Je mettrais l’accent sur les points suivants :
I. Le rôle important croissant du droit et de la jurisprudence dans la concrétisation et la sauvegarde du droit humain universel à l’eau et du droit de l’eau à la vie
Le contexte mondial actuel est toujours plus marqué par l’expansion continue de la marchandisation de la vie, de la monétisation de tout bien tangible et intangible et de la privatisation de tout bien et service public, avec perte de responsabilité politique publique collective et effacement de toute démocratie. Le marché et la finance privée ne sont pas démocratiques ni responsables par rapport à l’intérêt général : ils sont guerriers, conquérants et prédateurs (voir les limites, les ambiguïtés et les mystifications autour de la RSE). Dans le cadre du marché et de la finance privée, il n’y a pas de droits, mais uniquement des besoins à satisfaire individuellement et/ou collectivement selon une logique d’optimisation de sa propre utilité.
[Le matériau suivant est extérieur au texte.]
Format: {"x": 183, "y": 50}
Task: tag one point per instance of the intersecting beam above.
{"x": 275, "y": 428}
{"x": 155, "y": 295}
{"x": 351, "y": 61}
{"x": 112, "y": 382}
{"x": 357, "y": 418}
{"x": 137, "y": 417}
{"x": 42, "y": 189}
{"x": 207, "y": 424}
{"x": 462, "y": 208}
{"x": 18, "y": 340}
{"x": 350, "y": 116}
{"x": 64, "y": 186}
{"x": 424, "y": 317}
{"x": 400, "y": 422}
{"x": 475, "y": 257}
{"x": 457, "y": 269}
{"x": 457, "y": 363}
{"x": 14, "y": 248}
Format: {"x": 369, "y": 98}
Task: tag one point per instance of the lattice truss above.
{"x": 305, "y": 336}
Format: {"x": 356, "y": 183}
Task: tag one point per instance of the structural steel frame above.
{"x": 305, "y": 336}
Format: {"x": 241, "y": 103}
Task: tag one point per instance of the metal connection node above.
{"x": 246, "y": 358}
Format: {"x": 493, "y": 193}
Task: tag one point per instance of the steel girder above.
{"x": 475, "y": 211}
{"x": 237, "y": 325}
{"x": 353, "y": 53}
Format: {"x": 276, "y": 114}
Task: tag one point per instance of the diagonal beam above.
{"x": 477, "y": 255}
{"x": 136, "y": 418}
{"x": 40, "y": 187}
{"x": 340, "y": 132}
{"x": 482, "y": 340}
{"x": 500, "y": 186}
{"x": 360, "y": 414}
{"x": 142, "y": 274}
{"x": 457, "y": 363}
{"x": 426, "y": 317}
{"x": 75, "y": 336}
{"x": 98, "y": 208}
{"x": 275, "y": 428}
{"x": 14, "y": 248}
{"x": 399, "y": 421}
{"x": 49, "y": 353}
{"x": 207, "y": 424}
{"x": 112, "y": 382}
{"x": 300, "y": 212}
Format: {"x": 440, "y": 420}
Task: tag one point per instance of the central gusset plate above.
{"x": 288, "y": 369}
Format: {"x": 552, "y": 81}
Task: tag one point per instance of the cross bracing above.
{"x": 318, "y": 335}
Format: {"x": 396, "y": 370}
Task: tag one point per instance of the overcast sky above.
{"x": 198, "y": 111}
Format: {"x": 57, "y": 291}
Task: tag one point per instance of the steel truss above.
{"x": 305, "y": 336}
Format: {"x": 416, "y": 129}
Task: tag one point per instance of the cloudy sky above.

Dès lors, il est de plus en plus évident que le droit (l’État de droit, les constitutions…) reste le denier ressort de protection et de défense des droits des êtres humains et des autres espèces vivantes. D’où l’importance des sentences des juges, par exemple contre les coupures d’eau (admises et acceptées par les pouvoirs publics favorables à la marchandisation et à la privatisation/financiarisation ; ainsi que des décisions prises en 2017 dans quatre pays du monde de reconnaître une personnalité juridique à des fleuves [en Nouvelle-Zélande, Inde, Équateur et Australie] avec l’obligation de la nomination d’un représentant de l’État en tant que garant et défenseur des droits des fleuves.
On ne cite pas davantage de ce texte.